Recentemente você falou da importância das “conquistas silenciosas”. Perceber-se dentro desse processo é necessário para qualquer pessoa em análise, mas será que estamos conectados a essa transformação? Queria que falasse mais sobre isso. Qual o impacto de encarar essas conquistas quando elas nos atravessam?

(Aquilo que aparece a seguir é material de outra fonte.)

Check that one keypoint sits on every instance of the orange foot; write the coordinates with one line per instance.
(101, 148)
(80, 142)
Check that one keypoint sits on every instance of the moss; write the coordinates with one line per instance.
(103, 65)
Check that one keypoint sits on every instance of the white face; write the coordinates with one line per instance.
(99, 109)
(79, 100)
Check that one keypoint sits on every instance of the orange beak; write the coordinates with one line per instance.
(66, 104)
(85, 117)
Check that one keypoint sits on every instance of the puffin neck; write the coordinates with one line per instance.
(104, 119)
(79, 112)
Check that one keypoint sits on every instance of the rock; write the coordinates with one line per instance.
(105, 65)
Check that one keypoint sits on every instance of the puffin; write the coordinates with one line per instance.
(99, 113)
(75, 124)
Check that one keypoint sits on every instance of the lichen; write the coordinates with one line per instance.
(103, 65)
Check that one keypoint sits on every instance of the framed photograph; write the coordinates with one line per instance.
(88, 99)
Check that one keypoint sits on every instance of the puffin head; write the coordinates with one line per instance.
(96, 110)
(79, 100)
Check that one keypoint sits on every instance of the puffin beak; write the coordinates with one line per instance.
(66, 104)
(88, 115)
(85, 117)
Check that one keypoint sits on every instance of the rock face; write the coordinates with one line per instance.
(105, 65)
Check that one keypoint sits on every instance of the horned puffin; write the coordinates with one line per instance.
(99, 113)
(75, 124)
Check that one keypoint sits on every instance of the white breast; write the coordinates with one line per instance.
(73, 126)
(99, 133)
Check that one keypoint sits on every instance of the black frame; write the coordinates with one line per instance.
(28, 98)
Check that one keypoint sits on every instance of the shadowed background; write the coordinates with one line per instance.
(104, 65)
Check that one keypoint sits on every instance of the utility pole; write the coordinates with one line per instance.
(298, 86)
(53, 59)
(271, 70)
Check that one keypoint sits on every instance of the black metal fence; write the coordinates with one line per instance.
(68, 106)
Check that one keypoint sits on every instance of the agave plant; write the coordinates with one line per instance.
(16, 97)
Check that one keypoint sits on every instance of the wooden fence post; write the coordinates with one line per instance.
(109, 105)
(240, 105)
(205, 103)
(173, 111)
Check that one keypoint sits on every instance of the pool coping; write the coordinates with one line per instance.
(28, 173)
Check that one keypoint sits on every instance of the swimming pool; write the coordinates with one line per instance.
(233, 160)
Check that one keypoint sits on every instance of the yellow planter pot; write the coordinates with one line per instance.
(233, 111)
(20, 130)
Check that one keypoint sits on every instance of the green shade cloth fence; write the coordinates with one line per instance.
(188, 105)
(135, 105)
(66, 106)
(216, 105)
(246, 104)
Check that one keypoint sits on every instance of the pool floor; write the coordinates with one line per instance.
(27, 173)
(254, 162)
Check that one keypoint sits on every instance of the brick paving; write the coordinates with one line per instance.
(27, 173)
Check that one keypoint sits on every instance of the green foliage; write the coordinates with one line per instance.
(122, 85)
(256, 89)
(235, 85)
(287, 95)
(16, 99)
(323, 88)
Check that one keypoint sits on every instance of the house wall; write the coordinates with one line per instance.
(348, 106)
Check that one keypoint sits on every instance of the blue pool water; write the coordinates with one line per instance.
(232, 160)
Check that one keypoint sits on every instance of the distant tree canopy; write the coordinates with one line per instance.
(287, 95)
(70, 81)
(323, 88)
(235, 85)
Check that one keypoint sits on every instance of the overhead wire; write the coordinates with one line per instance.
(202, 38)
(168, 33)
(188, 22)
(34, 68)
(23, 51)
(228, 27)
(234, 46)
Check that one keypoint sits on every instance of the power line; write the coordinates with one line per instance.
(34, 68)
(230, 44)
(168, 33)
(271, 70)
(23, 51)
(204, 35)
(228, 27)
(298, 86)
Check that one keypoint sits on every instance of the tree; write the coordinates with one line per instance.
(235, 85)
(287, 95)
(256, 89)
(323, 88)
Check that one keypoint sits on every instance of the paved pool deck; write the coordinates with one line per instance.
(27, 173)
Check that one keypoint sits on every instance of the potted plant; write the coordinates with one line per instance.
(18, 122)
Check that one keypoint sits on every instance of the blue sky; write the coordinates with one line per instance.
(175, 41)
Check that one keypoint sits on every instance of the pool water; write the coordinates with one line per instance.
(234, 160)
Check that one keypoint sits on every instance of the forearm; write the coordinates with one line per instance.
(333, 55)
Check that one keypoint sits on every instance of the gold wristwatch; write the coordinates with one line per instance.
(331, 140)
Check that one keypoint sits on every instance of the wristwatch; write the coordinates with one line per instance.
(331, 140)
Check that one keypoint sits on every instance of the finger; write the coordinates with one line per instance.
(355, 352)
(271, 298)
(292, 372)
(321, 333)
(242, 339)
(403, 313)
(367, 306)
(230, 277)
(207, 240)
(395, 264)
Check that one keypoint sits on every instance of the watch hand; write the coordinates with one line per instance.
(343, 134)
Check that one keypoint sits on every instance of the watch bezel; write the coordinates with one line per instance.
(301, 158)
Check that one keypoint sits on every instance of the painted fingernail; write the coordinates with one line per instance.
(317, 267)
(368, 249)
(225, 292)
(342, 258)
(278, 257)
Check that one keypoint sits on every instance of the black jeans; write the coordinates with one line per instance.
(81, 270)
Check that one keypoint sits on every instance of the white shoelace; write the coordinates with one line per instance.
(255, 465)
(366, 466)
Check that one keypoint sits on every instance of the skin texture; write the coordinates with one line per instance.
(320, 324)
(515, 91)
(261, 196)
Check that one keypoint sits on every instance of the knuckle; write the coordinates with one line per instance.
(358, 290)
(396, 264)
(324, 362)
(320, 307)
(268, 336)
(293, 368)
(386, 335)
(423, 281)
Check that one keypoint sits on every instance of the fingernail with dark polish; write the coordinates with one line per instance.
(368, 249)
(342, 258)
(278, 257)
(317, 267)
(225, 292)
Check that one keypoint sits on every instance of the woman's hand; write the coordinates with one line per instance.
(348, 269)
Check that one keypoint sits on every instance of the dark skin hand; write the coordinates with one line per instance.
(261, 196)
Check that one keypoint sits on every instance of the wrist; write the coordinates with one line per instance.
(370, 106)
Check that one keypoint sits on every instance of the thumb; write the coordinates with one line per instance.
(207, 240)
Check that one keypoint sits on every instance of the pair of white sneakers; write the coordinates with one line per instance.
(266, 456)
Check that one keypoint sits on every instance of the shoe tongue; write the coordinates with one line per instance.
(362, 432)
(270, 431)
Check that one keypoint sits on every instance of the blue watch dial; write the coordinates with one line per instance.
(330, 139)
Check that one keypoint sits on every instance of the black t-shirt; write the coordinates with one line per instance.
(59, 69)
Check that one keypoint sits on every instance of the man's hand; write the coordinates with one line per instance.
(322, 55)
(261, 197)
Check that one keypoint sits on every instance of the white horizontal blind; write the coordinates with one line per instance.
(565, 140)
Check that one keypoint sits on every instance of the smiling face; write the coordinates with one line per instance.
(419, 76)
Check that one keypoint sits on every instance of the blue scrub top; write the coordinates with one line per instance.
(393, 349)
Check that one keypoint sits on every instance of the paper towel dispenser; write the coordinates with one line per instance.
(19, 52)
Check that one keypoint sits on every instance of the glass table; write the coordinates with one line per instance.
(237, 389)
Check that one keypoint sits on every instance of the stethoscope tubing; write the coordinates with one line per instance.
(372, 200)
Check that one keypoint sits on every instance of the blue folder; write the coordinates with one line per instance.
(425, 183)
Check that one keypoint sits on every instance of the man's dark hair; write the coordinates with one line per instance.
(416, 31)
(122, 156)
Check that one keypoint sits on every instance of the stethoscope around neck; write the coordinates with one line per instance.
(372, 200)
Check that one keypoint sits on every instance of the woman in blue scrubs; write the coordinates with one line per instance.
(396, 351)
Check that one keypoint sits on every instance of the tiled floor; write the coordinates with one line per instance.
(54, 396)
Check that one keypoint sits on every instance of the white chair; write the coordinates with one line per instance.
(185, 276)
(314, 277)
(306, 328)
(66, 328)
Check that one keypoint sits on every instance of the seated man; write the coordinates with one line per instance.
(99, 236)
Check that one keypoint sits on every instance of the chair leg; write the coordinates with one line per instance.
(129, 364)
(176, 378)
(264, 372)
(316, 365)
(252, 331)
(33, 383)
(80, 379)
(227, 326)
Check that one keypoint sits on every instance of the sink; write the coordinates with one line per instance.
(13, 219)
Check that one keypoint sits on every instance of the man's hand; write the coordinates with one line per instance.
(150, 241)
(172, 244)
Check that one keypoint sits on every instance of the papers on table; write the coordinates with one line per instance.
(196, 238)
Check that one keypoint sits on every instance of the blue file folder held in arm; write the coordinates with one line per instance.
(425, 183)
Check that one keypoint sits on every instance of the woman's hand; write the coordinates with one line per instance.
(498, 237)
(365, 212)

Quando citei as conquistas silenciosas em minha página do instagram, @escrituraclinica, falava daquelas conquistas que aparecem “adjacentes” a uma queixa recorrente da análise pessoal de alguém. Muitas vezes, focados numa única questão, esquecemos de observar tudo aquilo que muda “silenciosamente” – melhor dizendo agora, tudo que muda paralelamente à demanda central de uma análise, num determinado momento. Quando o próprio analisando não consegue ainda perceber essas mudanças de maneira consciente, creio que faz parte do processo de análise o próprio analista retomá-las, ressaltando o que o próprio analisando enuncia, mas não escuta. Isso nos ajuda, enquanto analisantes, a dimensionarmos nosso processo num momento em que, talvez, ainda não consigamos fazer isso sozinhos mais recorrentemente. Reconhecer essas conquistas é não só perceber a mudança de posição que temos diante dos discursos e da vida, coisa a qual a análise se propõe, mas é também relembrar que nossos processos de elaboração não são lineares, como muitas vezes tendemos a achar. Gosto de uma expressão que minha analista usou e eu nunca esqueci: “voo de barata”. Pensar as nossas questões é uma coisa um tanto quanto desgovernada, voo de barata. A própria associação livre depende desse soltar de rédeas que o discurso comum, fora do setting analítico, não permite. Mas quem sofre, no início de uma análise, acha que sofre por algo específico. Ou acha que trabalha sobre um único ponto. O processo começa e a coisa se expande. Essa é a magia da análise: ela abre camadas, portas, e podemos nos beneficiar do processo em cada uma dessas partes, não numa única. O problema é quando achamos que o caminho é um só.